Finding inspiration from non-educational sources is a crucial step to being creative. New ideas are essential because they create a spark, a spark that ignites a link to a lesson or scheme you need to create. We have been urging people to read Wired UK for months now because it thrives on new ideas and people talking about ideas. We have harvested several from here and turned them into lessons (see our wallwisher on creativity for more ideas).
It is precisely at this point that you can come unstuck if you aren’t prepared. Knowing which ideas might work and where needs good professional judgement and a great deal of subject knowledge. Increasing what you know about the topic you teach has to be the starting point for any teacher wanting to be more creative in the classroom. From extended subject knowledge comes the advantage of selecting from a sources and strands, rather than just having one option – especially if this is a textbook that the students also have access to. If you can draw on web research or other texts, then lessons should become more interesting for the students. We recenrtly observed a fantastic GCSE lesson where a teacher started by saying, “You know we talked about ‘motivation’ last week? Well, look what I found on the BBC News website yesterday…” The students were intrigued enough to want to know more and we watched as a group of 15 year old boys sat and read an article about the news and then talked about it, offering opinions which theories in matched up to and why the techniques mentioned might work.

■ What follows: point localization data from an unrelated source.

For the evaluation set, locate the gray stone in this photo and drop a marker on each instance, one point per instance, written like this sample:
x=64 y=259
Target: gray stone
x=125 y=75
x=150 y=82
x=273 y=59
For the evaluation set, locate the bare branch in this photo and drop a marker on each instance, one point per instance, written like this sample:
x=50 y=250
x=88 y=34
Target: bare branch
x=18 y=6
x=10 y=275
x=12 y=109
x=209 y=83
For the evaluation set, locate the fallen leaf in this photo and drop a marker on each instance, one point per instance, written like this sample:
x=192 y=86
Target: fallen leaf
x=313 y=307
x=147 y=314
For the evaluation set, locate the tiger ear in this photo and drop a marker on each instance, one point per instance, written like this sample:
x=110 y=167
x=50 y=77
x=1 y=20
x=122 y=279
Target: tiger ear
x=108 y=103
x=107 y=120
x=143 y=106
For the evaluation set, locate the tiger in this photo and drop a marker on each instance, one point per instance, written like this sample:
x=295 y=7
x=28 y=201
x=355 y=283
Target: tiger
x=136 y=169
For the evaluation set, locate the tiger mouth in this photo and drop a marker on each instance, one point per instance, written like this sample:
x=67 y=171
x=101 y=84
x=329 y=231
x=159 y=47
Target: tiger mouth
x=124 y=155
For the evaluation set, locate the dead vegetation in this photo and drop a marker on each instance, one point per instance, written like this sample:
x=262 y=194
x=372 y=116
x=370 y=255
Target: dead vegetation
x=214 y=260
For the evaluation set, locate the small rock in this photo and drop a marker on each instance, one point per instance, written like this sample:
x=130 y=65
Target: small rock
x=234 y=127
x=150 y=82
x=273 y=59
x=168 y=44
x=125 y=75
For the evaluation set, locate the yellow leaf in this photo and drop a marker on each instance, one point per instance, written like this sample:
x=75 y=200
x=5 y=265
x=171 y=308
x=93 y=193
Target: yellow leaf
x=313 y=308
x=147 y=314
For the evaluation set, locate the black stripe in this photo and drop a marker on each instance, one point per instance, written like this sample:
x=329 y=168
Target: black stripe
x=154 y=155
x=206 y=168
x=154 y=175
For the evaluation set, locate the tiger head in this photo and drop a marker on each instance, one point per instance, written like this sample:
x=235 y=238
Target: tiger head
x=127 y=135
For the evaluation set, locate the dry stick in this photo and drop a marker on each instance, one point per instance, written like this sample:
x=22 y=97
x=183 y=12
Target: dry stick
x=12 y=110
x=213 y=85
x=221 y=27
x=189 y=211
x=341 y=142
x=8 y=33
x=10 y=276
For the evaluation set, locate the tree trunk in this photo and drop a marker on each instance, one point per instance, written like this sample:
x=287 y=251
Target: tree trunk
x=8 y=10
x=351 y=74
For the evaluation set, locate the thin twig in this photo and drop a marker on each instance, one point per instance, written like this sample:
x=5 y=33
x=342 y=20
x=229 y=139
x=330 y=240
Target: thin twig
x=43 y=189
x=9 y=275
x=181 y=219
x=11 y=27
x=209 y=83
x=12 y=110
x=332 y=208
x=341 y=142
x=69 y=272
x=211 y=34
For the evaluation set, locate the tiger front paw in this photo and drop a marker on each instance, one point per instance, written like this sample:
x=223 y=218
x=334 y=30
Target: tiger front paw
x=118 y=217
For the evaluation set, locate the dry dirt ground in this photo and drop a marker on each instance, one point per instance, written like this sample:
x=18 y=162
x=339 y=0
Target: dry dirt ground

The teacher had done little more than type in a keyword to a search box, but the key thing was that they wanted to know more about the topic. Securing your own subject knowledge and being able to draw on a range of sources is the first step to creativity.
Here a couple of famous examples. The hip-hop star Jay-Z truns up to the recording studio without a single sheet of paper and then spits out an entire album of songs just from head. It might seem that the man is just incredibly gifted, and he is, but the recording is the last part of a long process for him. He speaks the songs in his head thousands of times before he commits to tape and refines them over and over, calling new influences and words along the way. When the producer hits the record button, Jay-Z has knowledge – both of how to construct a song and what each new track will be filled with. If Jay-Z had just read Mark Kermode’s Film Blog during his ride to the studio then the results would have been disastrous for his music (although he would have gained some insight into the workings of film censorship).
Eddie Izzard used to do something similar. He never created a script for his shows and gigs. He would make a board that contained ideas and topics, things that were in his head and talk around them. This was not simply improvisation, it was a aide to remember the main gags that were already in his head. What followed was a highly original and organic show that mesmerised the audience, but the craft and understanding of comedy and material was behind it all the time.
There is hard research to back this up too. K. Ecclestone has identified three levels of autonomy for learning. She suggests that before a someone can play around with ideas and interact with others, using them as sparks of inspiration, they must first possess ‘procedural autonomy’ – the nuts and bolts of the the subject; the language and the necessary techniques that create an understanding of how the subject works. Once this is achieved, creativity can be achieved because space has been created for autonomy of thought (Ecclestone, 2002).
This applies to creativity as well. In order to be creative, you need to understand your subject so that you know where the creative bits can fit without destroying the core of the learning within the lesson or scheme you are creating.
Reading new and weird things is great, but reading about your subject and finding a range of sources and stories is essential.